In the RViz window, you can add many types of data that you may want to visualize. I add a “Point Cloud 2” topic. Next, I select the lidar topic which is needed to be visualized. The names of the topics are very informative and mimic the names of the keys used in the nuScenes formate. As I mentioned, you are required to change the fixed frame to “lidar” which is the reference frame of the lidar points.

You can see the visualized 3D Point Cloud as shown below,

Lidar Point Cloud Visualization in RViz

Similarly, the point cloud of the front radar is demonstrated in the following screenshot,

Front Radar Point Cloud Visualization in RViz

nuScenes Object Detection Benchmark

Yonohub provides also a plug-and-play benchmark YonoArc block for the nuScenes dataset. The developers, in the computer vision community, can use the same YonoArc pipeline with a slight change by replacing only the algorithm block.

In the following demo, I will represent the usage of “nuScenes Benchmark Evaluator” block. To demonstrate the function of the block, I evaluate the ground truth of the dataset against itself. The expected value for the nuScenes detection score (NDS) is one. Be careful, the reference frame of both inputs should be identical.

The evaluator block benchmarks a developed algorithm against the nuScenes dataset regarding some performance matrices which are specified by the nuScenes evaluation criterion of the previous CVPR 2019 challenge.

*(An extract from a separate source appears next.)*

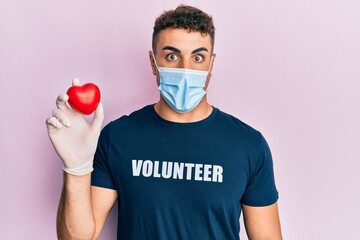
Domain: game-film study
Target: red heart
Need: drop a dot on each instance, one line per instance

You can generate intermediate results of the accumulative evaluated samples on click (3) as shown. You just need to specify the directory of the results (2) as well as the name of the report provided. Besides the report, the block will save all the evaluation matrices of all the classes together with a summary of the results as JSON files.

Also, you can plot continuously the NDS using the “Line Chart Viewer” block. The Y-axis represents the NDS while the X-axis shows the time (2). You can refer to the Help tap to get more information about the block.

You can see the demo’s results provided as a chart of the NDS as well as the text file content,

Conclusion

To summarize, I tried to represent the experience of developing, evaluating and benchmarking different computer vision algorithms over the cloud through Yonohub. It’s easy to try out Yonohub. New users receive $25 free credits. Sign up on Yonohub!

My next step is to invest some time developing one of the on-shelf algorithms as a YonoArc block to have a complete benchmark loop.